Nearly 6,000 public lands jobs were lost in 2025 across Arizona, California, Colorado, Montana, Nevada, and New Mexico—undermining the health and resilience of public lands and the communities that depend on them.
Western states are facing moderate to severe drought, record-low snowpack, and above-normal significant fire potential. New analysis by Hawk Eye Strategies and Prospect Partners reveals how federal personnel cuts have compromised the early warning system that communities, recreationists, hunters and anglers, farmers and ranchers, and local, state, and Tribal governments rely on.
Following the massive federal workforce contraction of 2025, states across the Western U.S. now rank among the top ten for public land agency job losses nationally.
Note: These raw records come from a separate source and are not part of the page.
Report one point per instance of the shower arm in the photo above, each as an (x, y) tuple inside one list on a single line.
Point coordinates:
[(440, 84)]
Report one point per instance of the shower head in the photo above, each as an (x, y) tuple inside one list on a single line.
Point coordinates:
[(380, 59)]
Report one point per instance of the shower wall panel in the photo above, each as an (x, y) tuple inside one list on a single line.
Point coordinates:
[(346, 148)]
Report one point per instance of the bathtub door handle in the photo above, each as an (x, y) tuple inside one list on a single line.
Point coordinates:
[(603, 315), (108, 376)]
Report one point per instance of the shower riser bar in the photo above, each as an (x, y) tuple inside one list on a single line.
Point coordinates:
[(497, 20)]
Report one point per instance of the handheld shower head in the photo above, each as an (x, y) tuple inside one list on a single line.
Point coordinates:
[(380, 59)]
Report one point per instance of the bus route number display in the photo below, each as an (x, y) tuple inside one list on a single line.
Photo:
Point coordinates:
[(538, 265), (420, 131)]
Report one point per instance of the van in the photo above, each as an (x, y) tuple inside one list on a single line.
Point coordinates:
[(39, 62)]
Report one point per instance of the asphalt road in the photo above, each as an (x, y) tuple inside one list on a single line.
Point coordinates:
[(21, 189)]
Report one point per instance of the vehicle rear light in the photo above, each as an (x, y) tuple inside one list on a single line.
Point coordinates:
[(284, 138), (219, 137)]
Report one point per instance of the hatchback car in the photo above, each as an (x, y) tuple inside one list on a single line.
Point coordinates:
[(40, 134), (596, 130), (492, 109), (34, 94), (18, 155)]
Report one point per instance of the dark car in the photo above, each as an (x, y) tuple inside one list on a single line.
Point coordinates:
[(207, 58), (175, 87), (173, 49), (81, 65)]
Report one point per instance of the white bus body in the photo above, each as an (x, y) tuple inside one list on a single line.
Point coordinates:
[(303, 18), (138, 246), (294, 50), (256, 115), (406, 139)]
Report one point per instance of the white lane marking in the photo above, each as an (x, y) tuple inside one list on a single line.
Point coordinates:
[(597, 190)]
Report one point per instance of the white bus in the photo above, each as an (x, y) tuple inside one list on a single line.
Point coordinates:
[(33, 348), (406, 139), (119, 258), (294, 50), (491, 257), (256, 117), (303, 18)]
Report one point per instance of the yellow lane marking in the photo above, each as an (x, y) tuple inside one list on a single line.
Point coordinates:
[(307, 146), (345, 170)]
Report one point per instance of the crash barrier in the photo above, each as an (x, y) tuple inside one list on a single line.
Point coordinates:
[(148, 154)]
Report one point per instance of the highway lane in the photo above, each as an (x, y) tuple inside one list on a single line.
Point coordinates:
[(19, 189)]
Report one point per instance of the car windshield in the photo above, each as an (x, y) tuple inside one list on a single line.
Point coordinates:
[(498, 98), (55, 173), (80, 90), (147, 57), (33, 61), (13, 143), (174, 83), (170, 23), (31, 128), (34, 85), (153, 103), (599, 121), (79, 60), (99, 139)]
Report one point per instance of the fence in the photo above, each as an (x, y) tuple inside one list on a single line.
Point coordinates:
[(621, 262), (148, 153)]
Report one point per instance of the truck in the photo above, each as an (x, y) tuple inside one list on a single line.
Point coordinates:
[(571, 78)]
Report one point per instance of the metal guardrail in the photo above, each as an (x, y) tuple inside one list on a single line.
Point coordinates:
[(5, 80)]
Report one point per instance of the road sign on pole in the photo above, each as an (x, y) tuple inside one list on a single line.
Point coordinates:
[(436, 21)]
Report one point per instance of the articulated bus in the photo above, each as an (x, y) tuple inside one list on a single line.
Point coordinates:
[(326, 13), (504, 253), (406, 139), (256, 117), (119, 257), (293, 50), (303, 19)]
For the first time, the public has access to federal data showing how decisions made in Washington, DC can undermine the health and resilience of public lands and communities to the threats posed by insects, disease, drought and wildfire.
Across the six states analyzed – Arizona, California, Colorado, Montana, New Mexico, and Nevada – nearly 6,000 public lands jobs were lost in 2025. Cuts hit park rangers, hydrologists, wildlife managers, rangeland specialists, and emergency dispatchers, among others — the workforce that manages forests, parks, grasslands, and watersheds, keeps them safe and accessible, and helps mobilize resources when they're needed most.